The three of us turned toward Dr. Harper's alcove. His office doors were pulled shut, but not completely closed. My steps slowed on the patterned rug even as Indri and Mac clattered along on the hardwood beside me.

“Wait,” I said. They stopped, then glanced at me, and I
swallowed hard. “What are we going to do? I mean, how are we going to bring this up?”

“How about, ‘Good morning,' ” Indri suggested. “ ‘Give us the key, right now.' ”

“That might not work,” Mac said. “We should think about bargaining. What do we have that he wants?”

I thought about the papers in my backpack, what my grandmother had written to me. I almost said something about them, then decided against it. Indri didn't say anything either. Dr. Harper knew we had the papers. If he wanted to try to get them, he would.

“It's your key, Dani,” Indri said. “He can't deny it, especially not with all of us right there in his face.”

I eyed the partly closed doors and thought about the hungry look he had gotten when he realized I might have the answers he'd been looking for—that everyone had been looking for—the explanation for the Magnolia Feud. That, plus how sincere he had seemed when he apologized to us at Square Books. I didn't really know what he'd be capable of denying, or doing. My breathing got rough and shallow as we started forward again.

Mac reached the doors first, and he knocked on one of them. I decided to hold my breath rather than sound like a wheezing rhinoceros.

No answer.

Indri knocked next, and said, “Dr. Harper? We need to speak to you.”

Still no answer.

Letting out one gaspy rhinoceros puff, I leaned forward and pushed one of the doors open. Sunlight streamed through his big windows and glared off the hardwood floors. Dust drifted lazily in front of his massive bookcases. The chair at his big wooden desk was empty, and his pipe and magnifying glass lay unattended. The air smelled a bit like pipe smoke.
Somebody
might not have been following campus no-smoking rules.

“The doctor is not in,” Indri said in her coolest, most controlled voice even though she had lemur eyes happening in a big way. “Is that a good thing or a bad thing?”

Mac turned toward us for a few seconds, then pushed the door wide and strode into the office like he had been invited. With no comment at all, he started looking through the things on the table, shifting books and papers, peeking underneath them like the key would suddenly pop out and shout
hello
.

“Uh, Mac,” I said. “You can't do that.”

“Why not?” Mac kept moving stuff around. “He left the doors open. And he took your key.”

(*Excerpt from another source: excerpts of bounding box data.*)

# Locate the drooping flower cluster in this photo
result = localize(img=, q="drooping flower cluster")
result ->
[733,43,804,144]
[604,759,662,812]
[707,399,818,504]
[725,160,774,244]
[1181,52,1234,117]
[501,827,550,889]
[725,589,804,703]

When Indri and I didn't move, he shrugged and kept right on hunting around, as if to say,
Hey, somebody's got to do something.

“Get over yourself, Richardson,” Indri grumbled. She glanced over her shoulder, then eased into the office too. Once inside, she zeroed in on Dr. Harper's desk and started searching around his stacks of books.

This is wrong
, I said in my head, but not out loud, because
truth be told. I was glad they were searching for the key. If I could only breathe and swallow and make my heart beat right, I'd search with them.

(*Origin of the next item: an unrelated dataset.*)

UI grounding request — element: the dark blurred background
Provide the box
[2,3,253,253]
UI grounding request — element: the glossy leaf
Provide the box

My knees got a little wobbly. I finally made myself move forward, putting my hand on one of the doors to steady myself. “Okay,” I said. Then one more time. “Okay.” I pulled the door shut behind me without letting it latch.

Mac grimaced. “He's got way too much stuff in this room. It's like a fire hazard or something.”

Indri scooted a statue sideways on the desk, then lifted it, checking underneath. “The key could be anywhere. I wonder if he has a safe.”

That got me moving, and I scurried over to the edge of the desk, got down on my knees, and started opening drawers. In the biggest bottom drawer, I found hanging files, which turned out to be papers and grades for his current students. I closed that one and went to the next, and found a stack of letters, apparently from his wife before she died. Those, I didn't read, or even touch, except to pick them up and make sure the key wasn't hidden underneath them.